Dyfi Osprey Project
Would you like to become involved with helping out at the Dyfi Osprey Project? Don't worry if you don't know much about ospreys or even birds in general. If you can do something well (and we all can do that), and you think your skills can help the project, you're very welcome to join us!
Ospreys have been seen regularly on the Dyfi Estuary for many years during the spring and autumn migration seasons. On 14th September 2004, during the early years of satellite tracking, a Scottish juvenile osprey known as SSK gave a transmission showing she was passing the Dyfi estuary on her first winter migration. Another satellite tracked two year old male, “Rothiemurcus”, passed Machynlleth on 31st May 2011 as he returned to the UK for the first time. In 2007, the Montgomeryshire Wildlife Trust put up an artificial nest on our Cors Dyfi/Morfa Dyfi reserve in an attempt to attract ospreys to stay and hopefully breed and start a new colony in Mid-Wales.
With the help of Roy Dennis from the Highland Foundation for Wildlife, our Conservation Officer Clive Faulkner and a group of Montgomeryshire Wildlife Trust volunteers built the nest to look as similar to a real osprey nest as possible. They even splashed on white paint to mimic osprey droppings!
Cors Dyfi (Dyfi bog) is a wonderful little nature reserve that is teaming with wildlife for most of the year. This is where the Dyfi Osprey Project is situated.
Once estuary, reclaimed grazing, then conifer plantation and finally wildlife-rich wetland, the land at Cors Dyfi has seen many changes over the last few hundred years. Today the reserve is a healthy mixture of bog, swamp, wet woodland and scrub supporting a plethora of animals and plants, including the magnificent Osprey, which bred on the reserve for the first time in 2011. If you're lucky, you may also spot an otter or dormouse!
NEW FOR SPRING 2015
Dyfi 360 Oral History Project
The Dyfi 360 Observatory sits at the corner of three counties, it overlooks the meandering of the dark river and it quietly observes the ever-changing landscape. It is perfectly placed to capture so much of what goes on in and around the Dyfi valley.
As part of the 360 Project we want to record the people of this amazing place. We want to hear the stories about how it was, how things have changed and how it might be in the future. This is why we are launching a new Oral History Project from the 360 Observatory at Cors Dyfi.
Montgomeryshire Wildlife Trust is looking for volunteers to join the project. The project group will be trained to collect and record interviews, and will be involved in collating and producing a presentation that will be displayed in the 360 Observatory later next year. We are also looking for people who would like to share their stories and memories of the area and the river.

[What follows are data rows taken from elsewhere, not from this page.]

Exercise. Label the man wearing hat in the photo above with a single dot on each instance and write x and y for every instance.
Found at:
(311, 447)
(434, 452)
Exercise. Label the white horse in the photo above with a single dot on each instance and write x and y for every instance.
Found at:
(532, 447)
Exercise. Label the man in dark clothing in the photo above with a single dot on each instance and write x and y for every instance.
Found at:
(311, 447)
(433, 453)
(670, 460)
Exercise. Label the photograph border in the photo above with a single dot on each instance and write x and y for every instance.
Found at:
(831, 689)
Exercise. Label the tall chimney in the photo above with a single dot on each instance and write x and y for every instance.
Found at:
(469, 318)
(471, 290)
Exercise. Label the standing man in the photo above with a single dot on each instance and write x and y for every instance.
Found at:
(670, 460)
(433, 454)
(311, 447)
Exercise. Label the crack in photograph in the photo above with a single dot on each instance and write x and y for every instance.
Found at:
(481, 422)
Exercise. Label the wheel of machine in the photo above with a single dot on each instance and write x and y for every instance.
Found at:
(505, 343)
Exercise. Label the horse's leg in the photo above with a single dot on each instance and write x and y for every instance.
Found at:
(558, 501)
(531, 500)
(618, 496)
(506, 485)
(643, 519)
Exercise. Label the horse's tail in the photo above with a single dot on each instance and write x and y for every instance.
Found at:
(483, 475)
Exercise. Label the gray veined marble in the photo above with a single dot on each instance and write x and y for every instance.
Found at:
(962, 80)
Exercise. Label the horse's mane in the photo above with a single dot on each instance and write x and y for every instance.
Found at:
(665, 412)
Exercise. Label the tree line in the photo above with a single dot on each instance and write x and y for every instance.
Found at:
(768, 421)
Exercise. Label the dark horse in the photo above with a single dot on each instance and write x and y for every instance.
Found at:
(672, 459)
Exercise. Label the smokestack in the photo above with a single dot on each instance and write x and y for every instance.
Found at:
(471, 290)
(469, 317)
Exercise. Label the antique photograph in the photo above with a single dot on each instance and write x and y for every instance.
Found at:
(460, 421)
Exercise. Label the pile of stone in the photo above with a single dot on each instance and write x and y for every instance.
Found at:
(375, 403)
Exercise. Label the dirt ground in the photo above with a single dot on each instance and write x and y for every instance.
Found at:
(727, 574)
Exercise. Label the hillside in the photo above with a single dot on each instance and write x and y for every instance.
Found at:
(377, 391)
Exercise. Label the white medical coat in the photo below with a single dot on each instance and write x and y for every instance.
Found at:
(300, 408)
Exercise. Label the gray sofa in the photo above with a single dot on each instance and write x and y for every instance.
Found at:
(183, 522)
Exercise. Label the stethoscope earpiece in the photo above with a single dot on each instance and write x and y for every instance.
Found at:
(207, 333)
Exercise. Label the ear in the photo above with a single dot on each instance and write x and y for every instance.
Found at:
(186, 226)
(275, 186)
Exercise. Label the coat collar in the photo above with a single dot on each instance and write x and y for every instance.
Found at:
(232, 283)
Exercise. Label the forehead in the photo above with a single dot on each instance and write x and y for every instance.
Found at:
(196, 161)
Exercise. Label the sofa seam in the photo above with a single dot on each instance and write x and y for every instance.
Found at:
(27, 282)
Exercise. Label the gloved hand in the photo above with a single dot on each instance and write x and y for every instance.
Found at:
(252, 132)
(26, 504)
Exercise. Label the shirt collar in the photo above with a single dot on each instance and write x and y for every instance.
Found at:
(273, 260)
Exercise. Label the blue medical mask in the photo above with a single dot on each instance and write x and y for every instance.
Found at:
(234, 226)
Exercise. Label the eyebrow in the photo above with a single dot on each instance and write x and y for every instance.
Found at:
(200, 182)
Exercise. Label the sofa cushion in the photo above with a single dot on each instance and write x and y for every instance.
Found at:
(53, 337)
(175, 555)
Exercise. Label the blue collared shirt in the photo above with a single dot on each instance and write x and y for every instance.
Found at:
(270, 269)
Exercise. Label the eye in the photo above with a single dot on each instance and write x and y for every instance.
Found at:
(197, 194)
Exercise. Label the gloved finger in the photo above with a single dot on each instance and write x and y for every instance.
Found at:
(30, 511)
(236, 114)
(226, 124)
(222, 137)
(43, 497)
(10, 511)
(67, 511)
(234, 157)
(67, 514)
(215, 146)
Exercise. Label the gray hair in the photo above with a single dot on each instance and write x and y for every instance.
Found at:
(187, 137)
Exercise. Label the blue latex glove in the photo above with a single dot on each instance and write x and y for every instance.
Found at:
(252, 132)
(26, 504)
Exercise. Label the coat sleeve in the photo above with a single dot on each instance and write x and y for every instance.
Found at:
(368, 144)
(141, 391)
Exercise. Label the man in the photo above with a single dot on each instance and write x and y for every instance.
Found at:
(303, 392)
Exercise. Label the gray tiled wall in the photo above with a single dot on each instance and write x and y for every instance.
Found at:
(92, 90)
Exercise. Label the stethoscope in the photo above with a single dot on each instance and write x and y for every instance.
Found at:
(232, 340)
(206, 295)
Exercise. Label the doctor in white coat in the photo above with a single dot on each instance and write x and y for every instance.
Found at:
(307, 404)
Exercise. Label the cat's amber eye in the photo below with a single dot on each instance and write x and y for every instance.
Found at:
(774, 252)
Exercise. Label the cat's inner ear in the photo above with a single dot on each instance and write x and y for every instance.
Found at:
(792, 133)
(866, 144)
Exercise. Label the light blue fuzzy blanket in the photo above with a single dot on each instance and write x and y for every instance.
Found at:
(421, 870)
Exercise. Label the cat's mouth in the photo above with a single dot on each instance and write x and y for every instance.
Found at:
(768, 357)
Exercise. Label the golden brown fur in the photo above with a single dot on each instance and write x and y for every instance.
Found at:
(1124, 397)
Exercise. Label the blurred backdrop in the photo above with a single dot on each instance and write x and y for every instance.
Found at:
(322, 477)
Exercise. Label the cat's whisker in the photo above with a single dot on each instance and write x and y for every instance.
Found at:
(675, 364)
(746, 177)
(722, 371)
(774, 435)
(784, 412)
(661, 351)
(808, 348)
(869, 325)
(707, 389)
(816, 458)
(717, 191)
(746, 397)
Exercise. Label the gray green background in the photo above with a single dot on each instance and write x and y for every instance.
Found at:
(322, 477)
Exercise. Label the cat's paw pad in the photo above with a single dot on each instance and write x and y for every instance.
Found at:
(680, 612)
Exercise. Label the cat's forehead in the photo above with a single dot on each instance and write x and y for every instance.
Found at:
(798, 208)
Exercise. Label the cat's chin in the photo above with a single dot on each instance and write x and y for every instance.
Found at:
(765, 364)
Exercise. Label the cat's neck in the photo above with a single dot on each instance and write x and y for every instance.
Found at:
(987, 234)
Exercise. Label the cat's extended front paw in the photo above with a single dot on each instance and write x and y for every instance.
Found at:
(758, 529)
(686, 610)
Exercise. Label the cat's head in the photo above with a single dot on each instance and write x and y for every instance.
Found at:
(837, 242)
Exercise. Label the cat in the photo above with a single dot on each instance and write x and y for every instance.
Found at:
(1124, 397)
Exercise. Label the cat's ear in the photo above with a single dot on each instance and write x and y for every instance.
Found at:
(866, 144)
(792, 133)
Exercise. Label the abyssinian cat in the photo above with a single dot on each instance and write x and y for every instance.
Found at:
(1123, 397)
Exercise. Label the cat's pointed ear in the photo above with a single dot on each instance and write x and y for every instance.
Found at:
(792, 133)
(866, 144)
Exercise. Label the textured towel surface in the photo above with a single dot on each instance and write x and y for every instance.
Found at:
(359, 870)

The training session for those wanting to collect and record interviews will take place on Monday 26th January in Machynlleth. However, there will be other opportunities to get involved if you are unable to make this date. Places are limited so please book early if you would like to attend.
In addition to stories and interviews we would also be interested in any old pictures or artefacts you may have of the area or work that took place here.